Durante todo el recorrido de las catacumbas se repite mucho la vista de cráneos, fémures, tibias y peronés, ya que son las partes más resistentes del cuerpo humano. Existen también pozos u osarios que tienen la finalidad de absorber las ondas sísmicas y cuya profundidad es de diez metros.

La construcción de las catacumbas franciscanas se desarrolla de acuerdo a la transformación de la iglesia. Así, antes del hundimiento del 4 de febrero de 1656, las bóvedas sepulcrales eran independientes e incomunicadas entre sí como en las demás iglesias limeñas, se hallaban bajo las naves laterales, cerradas y de propiedad de patrones y cofradías.

Con la construcción de la nueva iglesia entre 1657-1672, se abrieron los cimientos de los pilares, se excavaron todo el sector central del crucero y de la nave central. Allí se fabricaron las nuevas sepulturas en recintos sobre los pilares, y dos largos corredores paralelos bajo la nave central, así mismo, comunicaron estos espacios con las antiguas bóvedas sepulcrales independientes de las capillas mediante la rotura de los muros y pasadizos. De esta manera, quedó conformado totalmente lleno el laberinto unificado de las catacumbas de San Francisco.

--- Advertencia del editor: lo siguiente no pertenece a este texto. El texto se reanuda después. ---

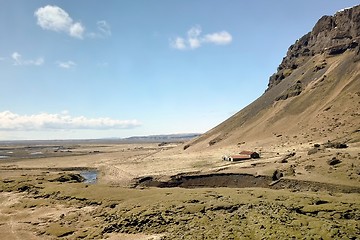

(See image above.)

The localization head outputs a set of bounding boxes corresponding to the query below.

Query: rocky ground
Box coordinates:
[0,143,360,239]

Además de las catacumbas, también son dignos de visitar en la iglesia de San Francisco de Lima el vestíbulo y el claustro principal.

El vestíbulo es una amplia sala de techo de madera labrada, con zócalos de azulejos sevillanos. Aquí se encuentran cuatro pinturas de artistas famosos, que representan a santos católicos; en la parte central, la atracción principal es un templete de estilo rococó del siglo XVIII, trabajado en madera y decorado en pan de oro. El templete se usaba antiguamente para la fiesta del Corpus Christi, en él, se colocaba una custodia de la escuela cusqueña; ahora se encuentra la imagen de Cristo Salvador, en estilo barroco, del siglo XVIII, que pertenece a la sacristía del templo.

El claustro principal es un hermoso patio cuadrilátero, rodeado de galerías en forma de arcos de medio punto, once por lado, todas ellas sostenidas por pilastras. Las paredes están decoradas con azulejos sevillanos en el zócalo, que datan de 1620, siendo el tema de las decoraciones los santos franciscanos.

En su próximo viaje a Perú, si pasa por Lima recuerde que el convento de San Francisco, además de otras maravillas, nos ofrece sus sorprendentes catacumbas.